Wednesday, September 9, 2015

Influx of Clans

As you may already know, WoTManager is sadly shutting down. Further, WoTManager has graciously decided to direct their users to Clan Tools as a replacement.

This has already led to an influx of new and interested clans, which has the potential to cause performance issues.

As such, I just want to be clear that I am monitoring performance, and if there is a degradation in performance, I will address it by increasing the available resources.

Also, if you or your clan are noticing such performance drops, please contact me (https://clantools.us/contact) as the monitoring tools I have only show so much. Thanks.

Tuesday, September 8, 2015

Changelog for 2015-09-09

Changes

  • Removed restriction on Away Entry: From field requiring it be set to the current date or later for clan administrators.
  • Removed restriction on deleting Away Entries for clan administrators.

Fixes

  • Fixed internal server error when attempting to save an away entry just providing an end date.
  • Fixed invalid back handling in requests from external sources.

Monday, September 7, 2015

Changelog for 2015-09-07

Changes

  • On a User's profile page (e.g. mine), the user's clan will always be displayed, regardless of if they are a member of a participaing clan. If they aren't, the WG API is used to load clan information.
  • Changed the format of the User's clan details to match what is shown on the User Lookup.
  • Added Features page to give an overview of key Clan Tools features.
  • Added support for clans from ASIA server.
  • Added UTC Offset to Time, Date, and DateTime fields (e.g.

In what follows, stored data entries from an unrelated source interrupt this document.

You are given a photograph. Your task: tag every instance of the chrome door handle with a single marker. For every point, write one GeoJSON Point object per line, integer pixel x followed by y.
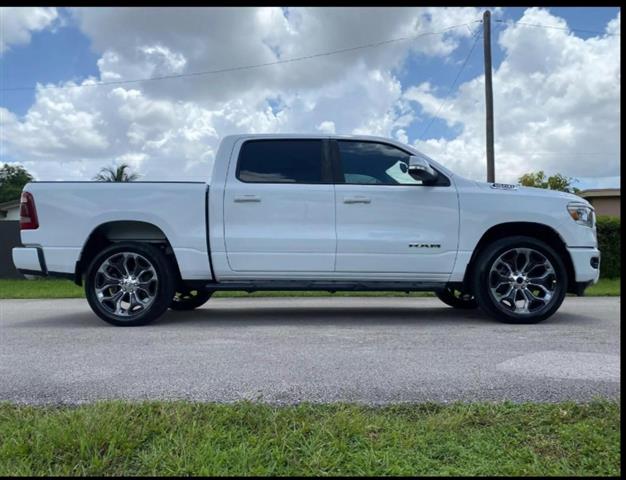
{"type": "Point", "coordinates": [357, 199]}
{"type": "Point", "coordinates": [247, 199]}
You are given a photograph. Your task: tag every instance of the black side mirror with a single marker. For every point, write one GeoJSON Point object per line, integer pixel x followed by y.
{"type": "Point", "coordinates": [421, 170]}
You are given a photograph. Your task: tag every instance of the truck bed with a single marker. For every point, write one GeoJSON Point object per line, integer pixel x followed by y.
{"type": "Point", "coordinates": [69, 212]}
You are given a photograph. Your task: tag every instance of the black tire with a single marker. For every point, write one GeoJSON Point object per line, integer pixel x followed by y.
{"type": "Point", "coordinates": [502, 305]}
{"type": "Point", "coordinates": [150, 285]}
{"type": "Point", "coordinates": [190, 299]}
{"type": "Point", "coordinates": [457, 299]}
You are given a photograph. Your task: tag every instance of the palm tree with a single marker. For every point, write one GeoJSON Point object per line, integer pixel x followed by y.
{"type": "Point", "coordinates": [116, 174]}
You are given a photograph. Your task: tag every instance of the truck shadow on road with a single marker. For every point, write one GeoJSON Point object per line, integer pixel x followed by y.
{"type": "Point", "coordinates": [303, 316]}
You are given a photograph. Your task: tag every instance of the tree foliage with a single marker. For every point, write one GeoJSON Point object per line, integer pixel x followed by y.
{"type": "Point", "coordinates": [553, 182]}
{"type": "Point", "coordinates": [121, 173]}
{"type": "Point", "coordinates": [12, 181]}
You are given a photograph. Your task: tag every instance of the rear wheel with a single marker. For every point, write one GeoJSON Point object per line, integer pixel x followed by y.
{"type": "Point", "coordinates": [190, 299]}
{"type": "Point", "coordinates": [520, 280]}
{"type": "Point", "coordinates": [129, 284]}
{"type": "Point", "coordinates": [457, 299]}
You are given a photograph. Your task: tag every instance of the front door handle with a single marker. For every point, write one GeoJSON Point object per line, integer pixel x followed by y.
{"type": "Point", "coordinates": [247, 199]}
{"type": "Point", "coordinates": [357, 199]}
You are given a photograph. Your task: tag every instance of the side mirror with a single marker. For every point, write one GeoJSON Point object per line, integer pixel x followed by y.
{"type": "Point", "coordinates": [421, 170]}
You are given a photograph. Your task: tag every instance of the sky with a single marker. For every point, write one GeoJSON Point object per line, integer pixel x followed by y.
{"type": "Point", "coordinates": [556, 82]}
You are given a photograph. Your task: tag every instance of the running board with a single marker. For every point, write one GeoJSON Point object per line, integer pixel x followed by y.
{"type": "Point", "coordinates": [326, 286]}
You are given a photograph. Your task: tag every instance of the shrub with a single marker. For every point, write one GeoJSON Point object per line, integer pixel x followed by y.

Berlin (UTC+02:00) ).
  • Added new guide to help documentation: Transitioning from WoTManager

Fixes

  • Fixed display issues on the Activity Report Members List.

Friday, September 4, 2015

Changelog 2015-09-04

Negative Industrial Resource Values (is fixed)

Because WG doesn't remember a user's IR data when they leave their clan, and Clan Tools does, a negative value would be reported whenever a player left a clan then rejoined it. Clan Tools now checks the player's join date to detect when this has occured and record the correct delta.

Existing negative IR has also been corrected. If you notice any issues, please contact me: https://clantools.us/contact

Another issue was also fixed, which was Clan Tools for any new member would ignore any IR gained in the first day with the clan.

In Garage (is gone)

To be clear, this has no real impact. The interface is a bit cleaner in a few places (known available, which was often zero, is gone and any display of in garage is gone). Tank Locking data will still work as per usual.

As to why? It was unused. In large part because Wargaming requiring an API token from the individual player to access in garage data, every player in a clan would need to provide an API token to Clan Tools. Possible, but it hadn't happened yet.

I've also optimized the clan refreshing method to require one less API request per a clan and reduce the amount of data transmitted.

Timeout Errors

Intermittent timeout errors was an issue that would spring up every once in a while and didn't make much sense to me when I had looked into it previously. However, I recently had a realization and I believe I've fixed the issue, which appeared to be caused by requests that got stuck waiting due to high server load.

Server Load

On the topic of server load, I've also reduced the maximum number of simulations requests which can be served. This may seem to be a negative, however I suspect that the grinding to a halt of the entire site encountered a few sundays prior was caused by very high server load which pushed memory usage beyond the amount of available RAM and into the swap file (which slowed everything down). My monitoring indicates that most of the instances were rarely used anyway, so I don't expect this to be noticeable the vast majority of the time either way.

Feedback on this is welcome though; do you notice a change during times of high load?